True but then the rocks and substrate aren't from any of the lakes in Sulawesi either. I guess it's not a true biotope by definition but the visible fauna are correct. There probably aren't any tank owners in this forum that have rocks, substrate, wood, or leaves that actually came from the lakes of Sulawesi.


----------



## AoxomoxoA (Apr 22, 2010)

davrx said:


> True but then the rocks and substrate aren't from any of the lakes in Sulawesi either. I guess it's not a true biotope by definition but the visible fauna are correct. There probably aren't any tank owners in this forum that have rocks, substrate, wood, or leaves that actually came from the lakes of Sulawesi.


:hihi:

Do you have RCS? You could put a couple culls (only male or female) in the tank & they will help "train" your Sulawesis to eat what you give. 

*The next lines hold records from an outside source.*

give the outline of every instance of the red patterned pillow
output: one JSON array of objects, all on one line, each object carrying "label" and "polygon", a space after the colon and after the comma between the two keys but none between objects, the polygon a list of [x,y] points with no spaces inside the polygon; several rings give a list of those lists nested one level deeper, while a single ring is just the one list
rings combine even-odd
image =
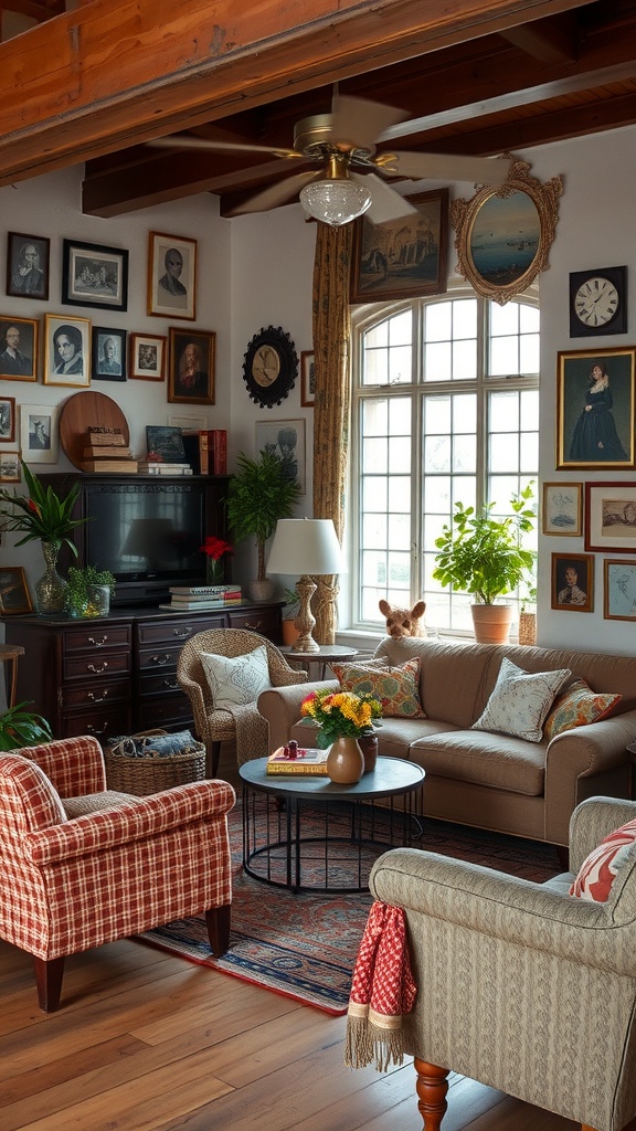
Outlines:
[{"label": "red patterned pillow", "polygon": [[579,899],[592,899],[604,904],[610,897],[612,883],[621,865],[625,863],[628,848],[636,841],[636,820],[621,824],[601,840],[578,870],[576,880],[569,889],[570,896]]}]

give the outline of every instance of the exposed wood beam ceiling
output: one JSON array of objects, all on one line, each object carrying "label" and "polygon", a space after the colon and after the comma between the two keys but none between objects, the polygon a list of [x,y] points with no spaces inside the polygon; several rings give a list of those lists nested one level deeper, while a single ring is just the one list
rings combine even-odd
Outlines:
[{"label": "exposed wood beam ceiling", "polygon": [[206,190],[227,214],[301,163],[143,143],[191,132],[290,147],[296,121],[329,110],[336,80],[406,111],[386,150],[485,156],[636,122],[636,0],[2,7],[44,23],[0,44],[0,184],[87,158],[91,215]]}]

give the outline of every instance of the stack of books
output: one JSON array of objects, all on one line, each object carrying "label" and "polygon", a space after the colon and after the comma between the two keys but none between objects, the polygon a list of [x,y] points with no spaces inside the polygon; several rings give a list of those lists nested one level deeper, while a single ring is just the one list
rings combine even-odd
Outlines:
[{"label": "stack of books", "polygon": [[225,605],[238,605],[241,601],[241,589],[238,585],[191,585],[172,586],[170,589],[170,608],[173,612],[205,612],[206,608],[224,608]]},{"label": "stack of books", "polygon": [[136,472],[137,460],[120,428],[89,428],[87,443],[81,452],[84,472]]}]

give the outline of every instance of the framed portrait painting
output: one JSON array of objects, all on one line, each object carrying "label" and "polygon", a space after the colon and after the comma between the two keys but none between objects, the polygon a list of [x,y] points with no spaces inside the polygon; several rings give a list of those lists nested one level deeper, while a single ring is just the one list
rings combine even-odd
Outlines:
[{"label": "framed portrait painting", "polygon": [[213,405],[216,334],[171,326],[167,335],[169,404]]},{"label": "framed portrait painting", "polygon": [[561,351],[557,363],[557,469],[635,465],[634,348]]},{"label": "framed portrait painting", "polygon": [[128,251],[65,240],[62,302],[71,307],[128,310]]},{"label": "framed portrait painting", "polygon": [[148,314],[196,318],[197,241],[151,232]]},{"label": "framed portrait painting", "polygon": [[7,294],[14,299],[49,297],[51,241],[43,235],[7,235]]},{"label": "framed portrait painting", "polygon": [[448,189],[406,198],[414,211],[353,231],[352,302],[444,294],[448,286]]}]

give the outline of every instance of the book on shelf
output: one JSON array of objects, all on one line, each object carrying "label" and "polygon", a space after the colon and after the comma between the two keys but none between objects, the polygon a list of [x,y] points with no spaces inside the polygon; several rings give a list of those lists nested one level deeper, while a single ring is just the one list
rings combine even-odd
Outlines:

I should have mentioned before that I also think your tank looks great & am interested to see how your cherry plant does.


----------



## davrx (Feb 19, 2010)

dirtyhermit said:


> :hihi:
> 
> Do you have RCS? You could put a couple culls (only male or female) in the tank & they will help "train" your Sulawesis to eat what you give.
> 
> I should have mentioned before that I also think your tank looks great & am interested to see how your cherry plant does.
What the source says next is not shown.